2.5. Op 29 december 1997 zijn alle aandelen in B B.V. gedecertificeerd. Op 26 oktober 1998 is de op 11 december 1996 door de belanghebbende opgerichte C B.V. uiteindelijk in het bezit gekomen van het blote eigendom van 46 aandelen in B B.V.. Bij de door de notaris opgemaakte akte van 11 juli 2001 heeft belanghebbendes moeder tegen één gulden afstand gedaan van het vruchtgebruik op de aandelen in het kapitaal van B B.V..
2.6. In zijn aangiften IB/PV voor de jaren 1999 en 2000 heeft de belanghebbende een bedrag van ƒ 24.960,-- ter zake van de rente verschuldigd over de inbrengwaarde van de verkregen onverdeelde helft in de bloot eigendom van de aandelen in B B.V. (6 % van ƒ 832.000,-- gedeeld door 2) als persoonlijke verplichtingen op zijn onzuivere inkomen in mindering gebracht. Op deze aftrekpost heeft de belanghebbende in zijn aangifte geen aftrekbeperking in acht genomen.
2.7. De inspecteur heeft de door de belanghebbende in zijn aangiften opgevoerde rente als bedoeld onder punt 2.6 bij het opleggen van de aanslagen IB/PV slechts in aanmerking genomen met inachtneming van de in artikel 45, vierde lid, van de Wet op de inkomstenbelasting 1964 (: de Wet) neergelegde aftrekbeperking.
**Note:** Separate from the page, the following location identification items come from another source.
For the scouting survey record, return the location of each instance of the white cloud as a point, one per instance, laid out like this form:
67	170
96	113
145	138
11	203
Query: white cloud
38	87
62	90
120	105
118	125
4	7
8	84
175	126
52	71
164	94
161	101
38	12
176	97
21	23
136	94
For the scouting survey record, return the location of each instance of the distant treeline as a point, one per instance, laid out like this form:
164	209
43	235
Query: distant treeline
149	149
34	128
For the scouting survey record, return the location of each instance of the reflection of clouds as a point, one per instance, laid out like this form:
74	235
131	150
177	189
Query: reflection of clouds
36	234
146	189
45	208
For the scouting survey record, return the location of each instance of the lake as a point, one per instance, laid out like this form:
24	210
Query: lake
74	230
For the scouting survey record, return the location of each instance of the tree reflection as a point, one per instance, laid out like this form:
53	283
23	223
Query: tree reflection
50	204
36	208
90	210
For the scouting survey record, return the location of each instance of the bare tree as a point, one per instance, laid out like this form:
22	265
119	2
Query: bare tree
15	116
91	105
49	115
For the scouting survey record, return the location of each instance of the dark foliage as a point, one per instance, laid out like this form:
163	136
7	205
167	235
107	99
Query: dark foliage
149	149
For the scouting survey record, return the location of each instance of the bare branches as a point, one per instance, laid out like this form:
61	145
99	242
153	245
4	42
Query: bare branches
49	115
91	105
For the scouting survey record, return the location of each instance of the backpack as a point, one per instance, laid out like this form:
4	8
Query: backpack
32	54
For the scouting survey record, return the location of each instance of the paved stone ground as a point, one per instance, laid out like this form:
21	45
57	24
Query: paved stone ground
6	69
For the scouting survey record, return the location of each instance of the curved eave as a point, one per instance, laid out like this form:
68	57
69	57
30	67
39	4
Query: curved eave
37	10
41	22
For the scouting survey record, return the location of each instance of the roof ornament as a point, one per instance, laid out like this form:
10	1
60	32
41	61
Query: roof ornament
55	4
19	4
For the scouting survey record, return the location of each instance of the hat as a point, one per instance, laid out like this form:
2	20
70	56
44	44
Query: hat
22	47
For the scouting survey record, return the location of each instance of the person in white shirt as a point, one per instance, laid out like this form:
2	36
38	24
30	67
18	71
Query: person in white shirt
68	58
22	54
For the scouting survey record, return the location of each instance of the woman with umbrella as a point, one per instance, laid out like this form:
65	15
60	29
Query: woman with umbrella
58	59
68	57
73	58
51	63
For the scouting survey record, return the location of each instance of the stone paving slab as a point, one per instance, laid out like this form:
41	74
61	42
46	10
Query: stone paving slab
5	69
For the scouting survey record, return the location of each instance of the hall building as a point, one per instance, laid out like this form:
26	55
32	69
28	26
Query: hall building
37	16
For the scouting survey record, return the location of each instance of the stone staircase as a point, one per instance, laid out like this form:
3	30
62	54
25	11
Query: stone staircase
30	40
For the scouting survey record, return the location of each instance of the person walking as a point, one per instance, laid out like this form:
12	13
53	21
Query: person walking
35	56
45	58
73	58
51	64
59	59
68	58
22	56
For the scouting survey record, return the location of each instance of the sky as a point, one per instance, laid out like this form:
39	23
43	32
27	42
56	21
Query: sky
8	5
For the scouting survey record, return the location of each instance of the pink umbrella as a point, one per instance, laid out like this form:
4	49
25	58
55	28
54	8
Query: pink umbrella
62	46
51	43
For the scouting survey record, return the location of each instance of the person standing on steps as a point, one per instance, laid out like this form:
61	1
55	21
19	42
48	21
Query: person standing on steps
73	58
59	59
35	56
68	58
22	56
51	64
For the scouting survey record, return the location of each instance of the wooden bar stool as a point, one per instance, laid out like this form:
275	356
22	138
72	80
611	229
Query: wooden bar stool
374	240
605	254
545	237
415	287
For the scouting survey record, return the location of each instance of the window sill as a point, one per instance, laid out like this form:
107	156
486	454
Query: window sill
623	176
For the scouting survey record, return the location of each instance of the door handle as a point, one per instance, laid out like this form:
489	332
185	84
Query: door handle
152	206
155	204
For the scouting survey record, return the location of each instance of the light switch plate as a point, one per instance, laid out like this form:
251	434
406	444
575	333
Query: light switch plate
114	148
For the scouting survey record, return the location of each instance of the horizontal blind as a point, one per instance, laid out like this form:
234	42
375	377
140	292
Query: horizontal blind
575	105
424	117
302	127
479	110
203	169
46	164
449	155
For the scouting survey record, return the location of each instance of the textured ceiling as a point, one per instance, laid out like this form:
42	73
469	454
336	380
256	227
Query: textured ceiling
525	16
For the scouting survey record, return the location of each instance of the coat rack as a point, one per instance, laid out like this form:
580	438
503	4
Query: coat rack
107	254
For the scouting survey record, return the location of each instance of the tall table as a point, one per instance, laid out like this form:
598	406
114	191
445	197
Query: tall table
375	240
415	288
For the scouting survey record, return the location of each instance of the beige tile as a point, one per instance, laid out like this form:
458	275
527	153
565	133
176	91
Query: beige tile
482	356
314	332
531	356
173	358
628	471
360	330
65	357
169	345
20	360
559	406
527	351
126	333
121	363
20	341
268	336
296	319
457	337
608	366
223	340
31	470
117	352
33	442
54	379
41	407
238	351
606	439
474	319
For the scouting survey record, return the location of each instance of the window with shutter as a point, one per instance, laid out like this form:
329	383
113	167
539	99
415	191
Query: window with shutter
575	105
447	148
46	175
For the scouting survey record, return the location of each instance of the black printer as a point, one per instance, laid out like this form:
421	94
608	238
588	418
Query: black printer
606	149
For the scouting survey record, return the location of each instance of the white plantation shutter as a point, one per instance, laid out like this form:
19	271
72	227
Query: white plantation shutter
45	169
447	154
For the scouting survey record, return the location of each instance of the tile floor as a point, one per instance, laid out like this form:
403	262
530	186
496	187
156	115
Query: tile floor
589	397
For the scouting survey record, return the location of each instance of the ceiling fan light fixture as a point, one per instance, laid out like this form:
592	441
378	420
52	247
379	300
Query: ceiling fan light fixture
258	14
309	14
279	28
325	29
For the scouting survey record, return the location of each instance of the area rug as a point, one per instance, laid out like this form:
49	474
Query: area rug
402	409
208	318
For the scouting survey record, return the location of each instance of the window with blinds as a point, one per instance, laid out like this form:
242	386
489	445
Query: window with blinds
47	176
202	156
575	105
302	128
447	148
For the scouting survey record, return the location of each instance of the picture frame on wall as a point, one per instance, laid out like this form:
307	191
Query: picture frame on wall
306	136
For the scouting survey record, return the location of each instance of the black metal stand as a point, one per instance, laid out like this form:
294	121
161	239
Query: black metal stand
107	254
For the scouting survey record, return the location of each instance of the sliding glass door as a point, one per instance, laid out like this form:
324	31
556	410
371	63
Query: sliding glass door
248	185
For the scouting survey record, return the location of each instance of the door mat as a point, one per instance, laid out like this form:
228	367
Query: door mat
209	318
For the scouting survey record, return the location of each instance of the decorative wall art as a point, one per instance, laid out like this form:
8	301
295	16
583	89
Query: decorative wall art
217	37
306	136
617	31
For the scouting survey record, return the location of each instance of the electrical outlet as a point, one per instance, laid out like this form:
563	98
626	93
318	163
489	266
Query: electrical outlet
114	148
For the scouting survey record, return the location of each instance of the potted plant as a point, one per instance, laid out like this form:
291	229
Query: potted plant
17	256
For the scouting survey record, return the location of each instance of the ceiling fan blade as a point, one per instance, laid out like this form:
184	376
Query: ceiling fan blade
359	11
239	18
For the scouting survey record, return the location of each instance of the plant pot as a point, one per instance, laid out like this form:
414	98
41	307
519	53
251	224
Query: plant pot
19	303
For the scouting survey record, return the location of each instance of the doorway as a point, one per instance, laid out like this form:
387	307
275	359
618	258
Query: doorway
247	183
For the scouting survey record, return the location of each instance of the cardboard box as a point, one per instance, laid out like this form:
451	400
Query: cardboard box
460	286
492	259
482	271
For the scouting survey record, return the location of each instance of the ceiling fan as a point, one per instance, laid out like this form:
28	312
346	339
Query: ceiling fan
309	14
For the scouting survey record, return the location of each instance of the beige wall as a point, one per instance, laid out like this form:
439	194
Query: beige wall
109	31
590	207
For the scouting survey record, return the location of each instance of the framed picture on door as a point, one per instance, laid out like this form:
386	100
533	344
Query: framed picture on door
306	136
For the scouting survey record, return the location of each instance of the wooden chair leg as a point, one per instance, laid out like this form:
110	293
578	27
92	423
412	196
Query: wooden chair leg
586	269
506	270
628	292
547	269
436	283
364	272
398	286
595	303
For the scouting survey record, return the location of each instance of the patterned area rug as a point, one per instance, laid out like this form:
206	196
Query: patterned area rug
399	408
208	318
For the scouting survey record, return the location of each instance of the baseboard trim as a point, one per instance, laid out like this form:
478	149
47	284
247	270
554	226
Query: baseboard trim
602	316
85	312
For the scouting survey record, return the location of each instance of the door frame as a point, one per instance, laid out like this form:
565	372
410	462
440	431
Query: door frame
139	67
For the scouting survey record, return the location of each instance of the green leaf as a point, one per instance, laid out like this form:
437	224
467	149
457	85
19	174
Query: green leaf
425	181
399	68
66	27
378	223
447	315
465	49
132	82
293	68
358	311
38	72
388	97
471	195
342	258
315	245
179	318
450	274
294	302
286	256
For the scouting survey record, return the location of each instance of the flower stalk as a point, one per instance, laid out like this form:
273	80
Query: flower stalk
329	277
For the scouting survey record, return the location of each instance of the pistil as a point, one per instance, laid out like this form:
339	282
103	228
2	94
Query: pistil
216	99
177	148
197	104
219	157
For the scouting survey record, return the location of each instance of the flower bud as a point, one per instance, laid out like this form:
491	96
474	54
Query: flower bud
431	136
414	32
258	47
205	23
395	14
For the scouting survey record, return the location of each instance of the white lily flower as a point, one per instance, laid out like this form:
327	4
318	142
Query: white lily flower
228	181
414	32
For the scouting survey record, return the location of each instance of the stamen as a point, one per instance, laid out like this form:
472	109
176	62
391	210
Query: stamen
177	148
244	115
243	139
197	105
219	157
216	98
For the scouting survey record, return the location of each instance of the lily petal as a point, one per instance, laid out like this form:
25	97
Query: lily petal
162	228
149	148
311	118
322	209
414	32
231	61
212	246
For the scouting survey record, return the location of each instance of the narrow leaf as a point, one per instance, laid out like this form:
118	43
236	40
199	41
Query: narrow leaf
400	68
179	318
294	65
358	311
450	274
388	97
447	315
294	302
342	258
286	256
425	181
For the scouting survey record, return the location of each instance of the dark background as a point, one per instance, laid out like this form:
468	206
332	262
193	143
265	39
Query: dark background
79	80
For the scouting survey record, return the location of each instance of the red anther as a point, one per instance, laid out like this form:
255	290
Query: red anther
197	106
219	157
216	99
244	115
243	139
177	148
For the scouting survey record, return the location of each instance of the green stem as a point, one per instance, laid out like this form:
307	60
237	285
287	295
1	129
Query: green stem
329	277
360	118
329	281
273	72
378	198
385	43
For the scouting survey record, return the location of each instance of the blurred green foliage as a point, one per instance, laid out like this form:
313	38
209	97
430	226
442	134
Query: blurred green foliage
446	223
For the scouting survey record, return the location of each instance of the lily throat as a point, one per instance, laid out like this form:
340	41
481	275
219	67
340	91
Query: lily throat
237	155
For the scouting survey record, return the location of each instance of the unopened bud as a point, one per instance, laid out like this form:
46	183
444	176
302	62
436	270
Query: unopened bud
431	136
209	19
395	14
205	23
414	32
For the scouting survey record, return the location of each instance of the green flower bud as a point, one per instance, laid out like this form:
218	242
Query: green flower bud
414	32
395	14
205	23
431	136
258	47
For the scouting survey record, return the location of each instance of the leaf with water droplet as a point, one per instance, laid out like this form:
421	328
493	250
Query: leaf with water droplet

In afwijking van de aangiften heeft de inspecteur het belastbare inkomen voor het jaar 1999 vastgesteld op een bedrag van
ƒ 80.889,-- en heeft de inspecteur het belastbare inkomen voor het jaar 2000 bepaald op een bedrag van ƒ 78.638,--.
2.8. De belanghebbende heeft op 27 juni 2002 een bezwaarschrift tegen de op 7 juni 2002 gedagtekende aanslag IB/PV voor het jaar 2000 ingediend bij de inspecteur. Uit dit bezwaarschrift kan worden afgeleid dat er ook een bezwaarschrift tegen de op 25 april 2002 gedagtekende aanslag IB/PV voor het jaar 1999 zou zijn ingediend. Bij faxbericht van 15 juli 2002 is bij de inspecteur een bezwaarschrift d.d. 14 mei 2002 tegen de aanslag voor het jaar 1999 ingekomen. Op 6 augustus 2002 heeft de belanghebbende nogmaals (een afschrift van) dit bezwaarschrift bij de inspecteur ingediend.
2.9. Bij de bestreden uitspraak heeft de inspecteur belanghebbendes bezwaar tegen de aanslag voor het jaar 1999, er vanuit gaande dat dit bezwaar eerst op 27 juni 2002 kenbaar was bij de inspecteur, niet-ontvankelijk verklaard. De aanslag voor het jaar 2000 heeft de inspecteur bij de bestreden uitspraak gehandhaafd.